Kişisel Verileri Koruma Kurulu (“Kurul”), 10.06.2025 Tarihli ve 2025/1072 sayılı İlke Kararı ile ürün ve hizmet sunumu sırasında ilgili kişilere SMS ile doğrulama kodu gönderilmesi suretiyle gerçekleştirilen kişisel verileri işleme faaliyetlerinin hukuka uygunluğunu değerlendirmiştir.
İncelemeye konu olan şikayet ve ihbarlar uyarınca, bir ürün veya hizmet alımına ilişkin ödeme yapma, kayıt açma, üyelik oluşturma, teklif oluşturma ve benzeri süreçlerde ilgili kişilerin iletişim bilgileri talep edilmektedir. Sonrasında ise ilgili kişilere SMS ile doğrulama kodu gönderilmekte ve ödeme, fatura gibi süreçlerde gerekli olduğu algısı yaratılarak bu doğrulama kodlarının bildirilmesi istenmektedir. Bununla birlikte, bu doğrulamanın akabinde ilgili kişilere söz konusu iletişim bilgileri üzerinden ticari elektronik ileti gönderildiği tespit edilmiştir.
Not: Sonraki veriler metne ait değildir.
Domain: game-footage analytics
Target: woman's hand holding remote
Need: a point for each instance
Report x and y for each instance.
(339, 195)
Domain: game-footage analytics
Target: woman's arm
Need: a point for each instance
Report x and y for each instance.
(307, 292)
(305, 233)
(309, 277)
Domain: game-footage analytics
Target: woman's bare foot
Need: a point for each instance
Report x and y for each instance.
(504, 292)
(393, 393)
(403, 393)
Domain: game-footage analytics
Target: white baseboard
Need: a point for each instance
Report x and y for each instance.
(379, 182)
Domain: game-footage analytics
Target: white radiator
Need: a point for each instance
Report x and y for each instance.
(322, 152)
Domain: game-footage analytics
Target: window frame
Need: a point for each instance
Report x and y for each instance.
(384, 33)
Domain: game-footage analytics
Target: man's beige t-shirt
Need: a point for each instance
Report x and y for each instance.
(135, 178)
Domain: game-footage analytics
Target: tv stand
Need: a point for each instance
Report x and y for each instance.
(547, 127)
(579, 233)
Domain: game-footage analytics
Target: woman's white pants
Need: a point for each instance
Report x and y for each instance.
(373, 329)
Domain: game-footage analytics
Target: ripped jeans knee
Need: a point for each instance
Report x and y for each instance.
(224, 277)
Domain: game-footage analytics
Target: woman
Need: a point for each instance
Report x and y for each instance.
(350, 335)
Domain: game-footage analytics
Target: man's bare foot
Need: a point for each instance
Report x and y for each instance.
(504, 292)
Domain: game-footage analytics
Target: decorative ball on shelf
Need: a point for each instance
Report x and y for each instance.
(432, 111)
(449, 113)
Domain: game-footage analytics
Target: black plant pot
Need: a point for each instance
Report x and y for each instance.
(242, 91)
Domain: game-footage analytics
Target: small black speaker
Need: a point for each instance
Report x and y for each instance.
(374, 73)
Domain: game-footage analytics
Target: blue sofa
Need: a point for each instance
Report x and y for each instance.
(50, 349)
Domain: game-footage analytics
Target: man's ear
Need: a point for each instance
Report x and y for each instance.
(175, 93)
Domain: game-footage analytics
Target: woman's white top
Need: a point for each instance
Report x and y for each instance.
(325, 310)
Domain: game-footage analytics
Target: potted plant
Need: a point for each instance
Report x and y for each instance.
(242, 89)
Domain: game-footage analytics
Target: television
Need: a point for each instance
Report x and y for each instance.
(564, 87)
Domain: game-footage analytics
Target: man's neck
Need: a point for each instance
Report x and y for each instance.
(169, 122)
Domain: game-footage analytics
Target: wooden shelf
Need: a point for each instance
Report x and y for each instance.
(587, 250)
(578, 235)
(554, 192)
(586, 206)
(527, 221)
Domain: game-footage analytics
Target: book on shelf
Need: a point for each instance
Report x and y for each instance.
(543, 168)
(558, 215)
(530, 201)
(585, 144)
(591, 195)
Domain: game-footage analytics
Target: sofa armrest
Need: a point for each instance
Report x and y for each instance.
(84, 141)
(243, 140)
Kurul, söz konusu şikayet ve ihbarlar üzerine konu hakkında kapsamlı bir inceleme gerçekleştirmiştir. Kurul’un değerlendirmesinde öncelikle, ilgili kişilere doğrulama kodu gönderilen SMS’lerin içeriklerinde ya da SMS gönderimi öncesinde veri sorumlusunca veya yetkilendirdiği kişilerce herhangi bir aydınlatma yapılmadığı görülmüştür. Buna ek olarak, söz konusu kodun ödeme işlemlerinin tamamlanması ya da bilgilerinin güncellenmesi için gerekli olduğu gerekçesi ile istenilmesine rağmen veri sorumlusu tarafından bu yolla ticari elektronik ileti gönderimine ilişkin açık rıza alınması suretiyle ilgili kişilerin yanıltıldığı tespit edilmiştir.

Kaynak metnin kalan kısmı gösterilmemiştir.